The body learns and adapts how to implement fat better during fasted runs and it replicates how your body will most likely feel during the end segment of a marathon, in which, by then, you would have burned through the bulk of your carb reserves.

Importantly, however, it should be noted that fasted runs need to take place for slower, lower intensity activities and recovery runs – essentially, easier training days. For example, if you are about to undertake your weekly long run – you will want plenty of ammunition to play with.

Running fasted can be beneficial

The same can be said for race day, as you will want to fuel up and add to the energy stores that you have built up through carb-loading prior to competition.

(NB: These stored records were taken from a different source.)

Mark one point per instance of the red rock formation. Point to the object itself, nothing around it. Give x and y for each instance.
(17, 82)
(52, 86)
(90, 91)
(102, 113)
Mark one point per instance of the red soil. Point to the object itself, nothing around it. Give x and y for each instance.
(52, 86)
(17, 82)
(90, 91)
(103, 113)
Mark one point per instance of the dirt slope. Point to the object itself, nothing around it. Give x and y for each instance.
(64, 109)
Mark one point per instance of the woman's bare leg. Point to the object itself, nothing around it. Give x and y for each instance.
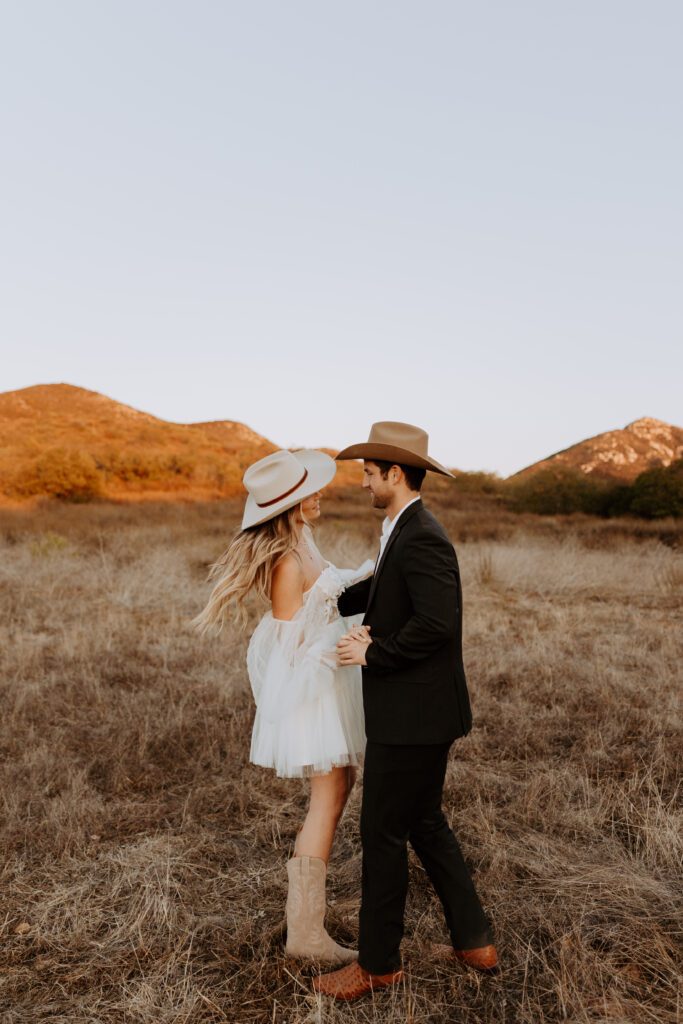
(328, 798)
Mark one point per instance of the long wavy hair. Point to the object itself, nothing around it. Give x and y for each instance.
(246, 567)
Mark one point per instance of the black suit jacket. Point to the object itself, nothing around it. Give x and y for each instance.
(414, 686)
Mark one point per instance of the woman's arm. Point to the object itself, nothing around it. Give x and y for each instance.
(287, 588)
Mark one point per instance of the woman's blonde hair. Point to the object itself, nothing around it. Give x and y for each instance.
(247, 567)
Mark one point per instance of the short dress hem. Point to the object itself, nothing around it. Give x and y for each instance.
(309, 715)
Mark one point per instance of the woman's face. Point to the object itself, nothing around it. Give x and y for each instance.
(310, 507)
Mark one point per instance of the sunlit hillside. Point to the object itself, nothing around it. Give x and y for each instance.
(66, 441)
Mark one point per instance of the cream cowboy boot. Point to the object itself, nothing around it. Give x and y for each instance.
(305, 913)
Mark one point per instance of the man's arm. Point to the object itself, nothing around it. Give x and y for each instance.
(430, 572)
(354, 599)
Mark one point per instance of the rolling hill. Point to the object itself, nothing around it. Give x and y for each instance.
(68, 441)
(619, 455)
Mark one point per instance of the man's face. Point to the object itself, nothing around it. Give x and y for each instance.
(381, 491)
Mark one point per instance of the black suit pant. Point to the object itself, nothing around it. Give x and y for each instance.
(401, 802)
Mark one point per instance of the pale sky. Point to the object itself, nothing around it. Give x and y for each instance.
(311, 215)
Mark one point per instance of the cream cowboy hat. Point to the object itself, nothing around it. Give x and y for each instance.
(396, 442)
(282, 480)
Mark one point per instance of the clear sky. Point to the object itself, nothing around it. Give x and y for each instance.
(311, 215)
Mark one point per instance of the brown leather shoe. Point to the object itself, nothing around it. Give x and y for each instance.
(352, 981)
(481, 958)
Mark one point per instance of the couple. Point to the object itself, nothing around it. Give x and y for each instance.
(313, 670)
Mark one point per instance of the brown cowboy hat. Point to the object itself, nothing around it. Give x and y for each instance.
(396, 442)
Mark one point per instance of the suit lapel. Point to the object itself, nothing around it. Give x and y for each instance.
(402, 519)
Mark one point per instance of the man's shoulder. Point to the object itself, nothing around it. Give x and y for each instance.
(424, 523)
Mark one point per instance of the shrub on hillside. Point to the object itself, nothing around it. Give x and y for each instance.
(555, 491)
(66, 473)
(658, 493)
(478, 483)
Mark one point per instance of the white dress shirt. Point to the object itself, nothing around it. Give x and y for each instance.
(388, 525)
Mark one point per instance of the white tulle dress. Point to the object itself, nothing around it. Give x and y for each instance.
(308, 709)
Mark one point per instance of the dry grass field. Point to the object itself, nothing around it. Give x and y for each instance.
(143, 858)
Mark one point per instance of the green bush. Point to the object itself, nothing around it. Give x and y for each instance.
(555, 491)
(658, 493)
(560, 491)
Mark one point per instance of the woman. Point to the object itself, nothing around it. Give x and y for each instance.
(308, 710)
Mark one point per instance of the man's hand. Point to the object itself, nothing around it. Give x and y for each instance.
(358, 633)
(352, 651)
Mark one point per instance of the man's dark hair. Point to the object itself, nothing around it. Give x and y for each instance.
(414, 474)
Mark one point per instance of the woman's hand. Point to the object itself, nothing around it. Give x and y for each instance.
(351, 648)
(358, 633)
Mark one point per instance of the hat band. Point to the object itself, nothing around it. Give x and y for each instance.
(281, 498)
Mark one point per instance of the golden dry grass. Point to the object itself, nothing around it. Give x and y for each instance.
(143, 873)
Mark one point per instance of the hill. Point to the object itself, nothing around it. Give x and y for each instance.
(69, 441)
(619, 455)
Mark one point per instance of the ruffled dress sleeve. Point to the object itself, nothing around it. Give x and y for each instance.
(291, 663)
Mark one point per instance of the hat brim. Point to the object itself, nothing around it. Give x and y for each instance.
(389, 453)
(321, 469)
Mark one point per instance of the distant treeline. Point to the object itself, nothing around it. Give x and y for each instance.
(79, 476)
(653, 495)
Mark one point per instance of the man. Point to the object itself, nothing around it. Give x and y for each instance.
(416, 704)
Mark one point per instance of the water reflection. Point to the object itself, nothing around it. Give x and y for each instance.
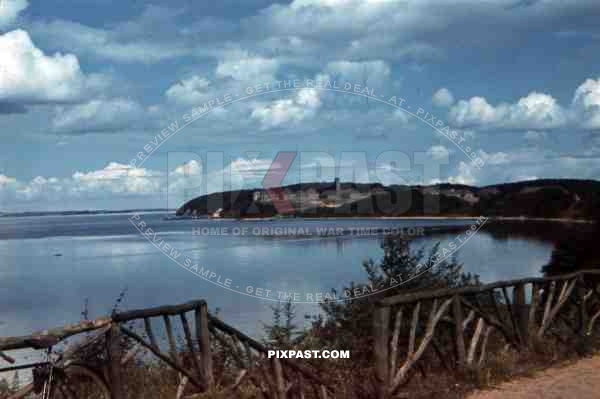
(40, 290)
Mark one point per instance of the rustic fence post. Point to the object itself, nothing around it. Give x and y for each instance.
(114, 362)
(522, 313)
(381, 323)
(203, 336)
(583, 345)
(461, 352)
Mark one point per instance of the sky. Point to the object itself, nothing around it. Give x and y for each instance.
(85, 87)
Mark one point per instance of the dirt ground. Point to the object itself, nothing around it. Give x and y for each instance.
(579, 380)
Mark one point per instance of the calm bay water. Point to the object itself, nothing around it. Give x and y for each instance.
(52, 264)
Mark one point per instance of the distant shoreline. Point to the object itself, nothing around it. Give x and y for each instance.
(490, 218)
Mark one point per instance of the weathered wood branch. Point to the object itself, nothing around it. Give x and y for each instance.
(413, 329)
(161, 356)
(45, 339)
(170, 310)
(471, 290)
(394, 343)
(434, 318)
(562, 298)
(475, 341)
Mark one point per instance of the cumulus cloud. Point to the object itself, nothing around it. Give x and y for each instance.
(117, 44)
(10, 10)
(586, 104)
(98, 116)
(368, 73)
(535, 111)
(188, 91)
(290, 110)
(114, 178)
(438, 153)
(534, 135)
(29, 76)
(442, 98)
(241, 66)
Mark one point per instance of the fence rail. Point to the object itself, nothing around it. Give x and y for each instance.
(519, 313)
(202, 334)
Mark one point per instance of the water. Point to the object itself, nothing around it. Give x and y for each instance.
(52, 264)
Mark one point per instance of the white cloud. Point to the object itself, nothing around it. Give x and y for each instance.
(27, 75)
(495, 158)
(535, 111)
(290, 110)
(108, 44)
(241, 66)
(98, 116)
(189, 91)
(438, 153)
(366, 73)
(9, 11)
(534, 135)
(586, 104)
(442, 98)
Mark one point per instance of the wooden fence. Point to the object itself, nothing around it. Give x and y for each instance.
(457, 326)
(248, 364)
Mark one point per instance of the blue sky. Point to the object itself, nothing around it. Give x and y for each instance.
(84, 86)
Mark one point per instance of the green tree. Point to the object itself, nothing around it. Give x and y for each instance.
(348, 324)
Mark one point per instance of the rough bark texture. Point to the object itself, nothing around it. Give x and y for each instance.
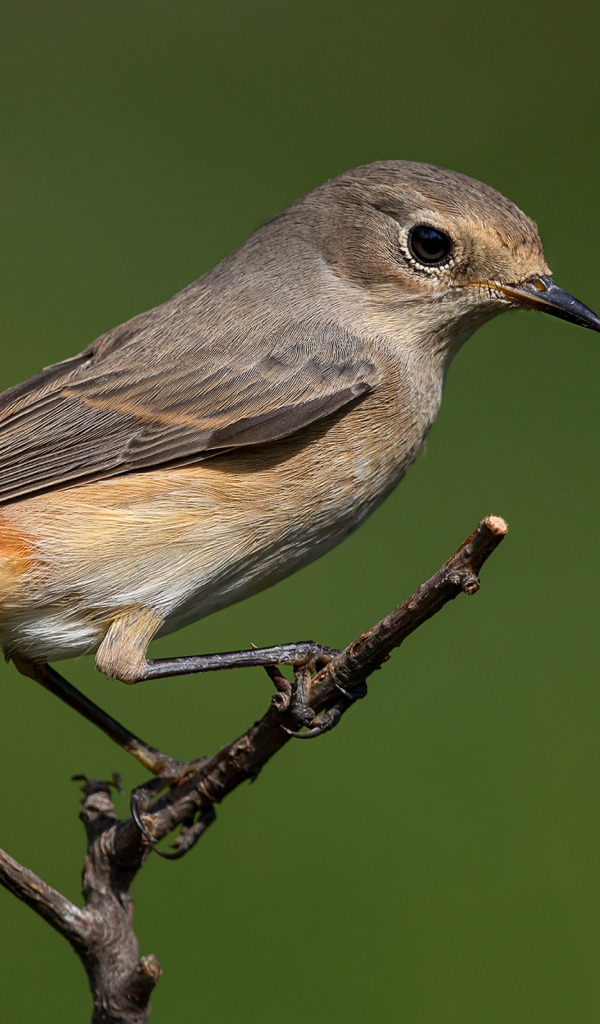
(101, 932)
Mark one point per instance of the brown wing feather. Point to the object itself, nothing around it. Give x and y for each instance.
(153, 393)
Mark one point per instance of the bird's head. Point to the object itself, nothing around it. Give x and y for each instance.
(452, 249)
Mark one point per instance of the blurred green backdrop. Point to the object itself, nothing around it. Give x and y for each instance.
(435, 858)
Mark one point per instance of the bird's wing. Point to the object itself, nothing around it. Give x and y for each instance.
(142, 397)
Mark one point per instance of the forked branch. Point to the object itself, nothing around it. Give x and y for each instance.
(324, 687)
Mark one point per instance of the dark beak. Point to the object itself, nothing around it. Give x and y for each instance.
(541, 293)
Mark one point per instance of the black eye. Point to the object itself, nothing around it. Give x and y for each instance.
(429, 245)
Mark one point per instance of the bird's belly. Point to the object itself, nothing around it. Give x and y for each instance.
(189, 541)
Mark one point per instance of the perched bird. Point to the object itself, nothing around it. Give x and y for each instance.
(205, 450)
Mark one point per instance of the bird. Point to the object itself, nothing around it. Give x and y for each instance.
(212, 445)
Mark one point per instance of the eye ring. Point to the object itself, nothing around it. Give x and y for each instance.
(429, 245)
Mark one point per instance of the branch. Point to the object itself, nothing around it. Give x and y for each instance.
(101, 933)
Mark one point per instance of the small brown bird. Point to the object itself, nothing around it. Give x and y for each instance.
(209, 448)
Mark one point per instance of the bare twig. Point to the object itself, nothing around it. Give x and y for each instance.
(101, 933)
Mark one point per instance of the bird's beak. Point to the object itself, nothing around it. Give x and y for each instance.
(542, 294)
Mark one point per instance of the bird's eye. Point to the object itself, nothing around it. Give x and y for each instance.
(429, 245)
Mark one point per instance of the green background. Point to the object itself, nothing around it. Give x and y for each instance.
(435, 859)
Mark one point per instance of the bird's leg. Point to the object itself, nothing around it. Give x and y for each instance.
(158, 763)
(295, 698)
(329, 719)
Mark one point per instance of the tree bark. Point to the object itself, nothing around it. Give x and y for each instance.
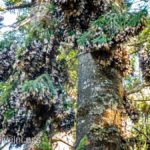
(100, 94)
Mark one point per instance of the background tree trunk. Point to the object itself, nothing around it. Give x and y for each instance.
(100, 94)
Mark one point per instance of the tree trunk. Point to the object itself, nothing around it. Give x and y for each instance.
(100, 94)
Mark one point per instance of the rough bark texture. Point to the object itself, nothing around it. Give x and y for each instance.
(99, 98)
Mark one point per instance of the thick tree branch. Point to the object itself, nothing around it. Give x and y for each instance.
(137, 89)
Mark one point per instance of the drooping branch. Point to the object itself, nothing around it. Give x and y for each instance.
(18, 7)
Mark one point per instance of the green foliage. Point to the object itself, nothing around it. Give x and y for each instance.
(144, 37)
(5, 89)
(8, 39)
(9, 113)
(44, 144)
(84, 141)
(109, 25)
(40, 84)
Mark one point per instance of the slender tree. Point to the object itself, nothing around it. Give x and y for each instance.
(97, 29)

You should indeed practice, during your training programme, trying out which breakfast and pre-race foods work for you, before you embark on a run. It is an element of trial and error, and comes down to the individual.

So, now, having completed your fasted run – what should you have for breakfast?

Refuelling with the right nutrients and ingredients are essential for speeding up your recovery and thanking your body for its efforts!

Here are some options that will replenish your energy stores:

Carbs – Try oats, porridge, cereal, waffles and a banana.

Protein – Semi-skinned or soy milk, yoghurt, eggs and nuts are all good options.

Fats (healthy) – Avocados on toast with butter are tasty – and even add in some coconut oil with whatever option you go for.

Fresh fruit and vegetables – Greens, such as kale, rocket and spinach, can compliment rather more appealing alternatives like berries.